The unverified 2016 report shows Knox had around half-a-million dollars each in assets, expenditures, and revenues in the town’s general fund; a little over $1 million in the highway fund; and around $3,000 in the town’s lighting fund. Capital projects had around $400,000 reported for revenues, $300,000 for expenditures, but about $24,000 reported for assets. The amount of funds reported for fixed assets — land, buildings, and machinery — was about $3 million. Agency assets were around $1,600.

The report lists three bond anticipation notes, two for equipment purchases in 2016 and one for a capital project in 2010. The total collateral under Federal Deposit Insurance Corporation insurance was $250,000. The total amounts under the town bank accounts were reported to be a little over $1 million. Employee and retiree benefits totaled around $220,000. Energy expenditures were around $30,000.

Meeting minutes disputed

The minutes, which serve as an official record, of the January town board meeting were approved, 3 to 2, with councilman Dennis Barber and Barcomb voting “no.” Barber and Barcomb are Democrats while the other two council members, Karl Pritchard and Kenneth Saddlemire, were elected on the Republican line along with Lefkaditis.

The vote was taken after Adriance read a statement from the gallery, detailing her concerns that the minutes did not include her full statement about the town clerk being unable to issue hunting licenses. At the January meeting, Adriance described a conversation with a Department of Environmental Conservation official in which she said the official wondered why Clerk Schanz had waited so long to start the training needed to issue licenses.

Schanz said at the Feb. 13 meeting that she has done the necessary training and is waiting to hear from DEC. She said that the “intent” of the letter was included in the minutes but, since Adriance’s full statement referenced a conversation with the DEC official she couldn’t confirm, she declined to include it in full.

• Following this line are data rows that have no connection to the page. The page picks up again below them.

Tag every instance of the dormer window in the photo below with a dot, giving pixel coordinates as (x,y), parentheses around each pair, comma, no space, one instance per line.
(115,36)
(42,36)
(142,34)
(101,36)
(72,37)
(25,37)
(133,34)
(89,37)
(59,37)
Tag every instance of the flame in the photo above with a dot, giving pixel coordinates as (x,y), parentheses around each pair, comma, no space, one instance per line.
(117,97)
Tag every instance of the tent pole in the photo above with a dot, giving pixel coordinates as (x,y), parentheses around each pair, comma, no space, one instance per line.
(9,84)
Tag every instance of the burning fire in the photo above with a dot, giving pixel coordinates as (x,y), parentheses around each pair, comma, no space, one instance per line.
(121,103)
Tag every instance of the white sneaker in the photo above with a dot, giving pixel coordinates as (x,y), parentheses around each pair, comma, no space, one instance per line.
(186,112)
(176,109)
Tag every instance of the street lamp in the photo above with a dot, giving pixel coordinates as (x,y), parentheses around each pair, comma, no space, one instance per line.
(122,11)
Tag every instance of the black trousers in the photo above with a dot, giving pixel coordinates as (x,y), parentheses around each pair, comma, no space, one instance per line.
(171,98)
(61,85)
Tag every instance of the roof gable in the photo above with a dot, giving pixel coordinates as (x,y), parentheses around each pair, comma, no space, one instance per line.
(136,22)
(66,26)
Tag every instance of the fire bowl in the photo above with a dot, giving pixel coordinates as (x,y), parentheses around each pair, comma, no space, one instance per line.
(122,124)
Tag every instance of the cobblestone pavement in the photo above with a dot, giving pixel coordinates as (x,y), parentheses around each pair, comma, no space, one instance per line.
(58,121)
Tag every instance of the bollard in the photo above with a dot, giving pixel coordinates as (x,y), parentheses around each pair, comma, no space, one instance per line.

Barcomb commented that the clerk shouldn’t be “picking and choosing” what statements to include, while Lefkaditis noted that the clerk, by law, has to record only resolutions and votes. He also remarked that he has been satisfied with Schanz’s minutes after “two years of barbed minutes,” referencing conflicts he has had with former town clerk, Tara Murphy, a Democrat. Schanz was elected on the GOP line along with Lefkaditis.

Gagnon, a Democrat who, like Murphy, had lost her reelection bid in the landslide that brought a Republican majority to the town board for the first time in decades, defended Murphy. Gagnon noted that the minutes used to be very specific, in particular regarding public comments, and said that they can be used as a public record to be referenced even decades later.

An audience member later asked what recourse the people had to hold officials accountable if statements were entered into the record at the clerk’s discretion.

“November, that’s your official recourse,” said Lefkaditis.

Other business

In addition, the board also:

— Unanimously approved a new ethics law that the supervisor described as “cookie cutter” in its policies;

— Appointed John Wright to the Zoning Board Of Appeals;

— Discussed purchasing a bus for youth and senior services;

— Discussed a retention policy for security footage;

— Heard from Councilman Saddlemire that the New York Power Authority is conducting an audit so that the town can continue its process of receiving money from its Clean Energy Communities grant;

— Heard from Barcomb that legislation is being drafted by state Assemblyman Angelo Santabarbara and Senator George Amedore to give Knox home rule over speed limits; and

— Heard from Saddlemire that he has gotten four residents registered with the county’s 9-1-1 registry, three more than had been registered earlier this year. The registry provides help to elderly residents or those with disabilities during an emergency.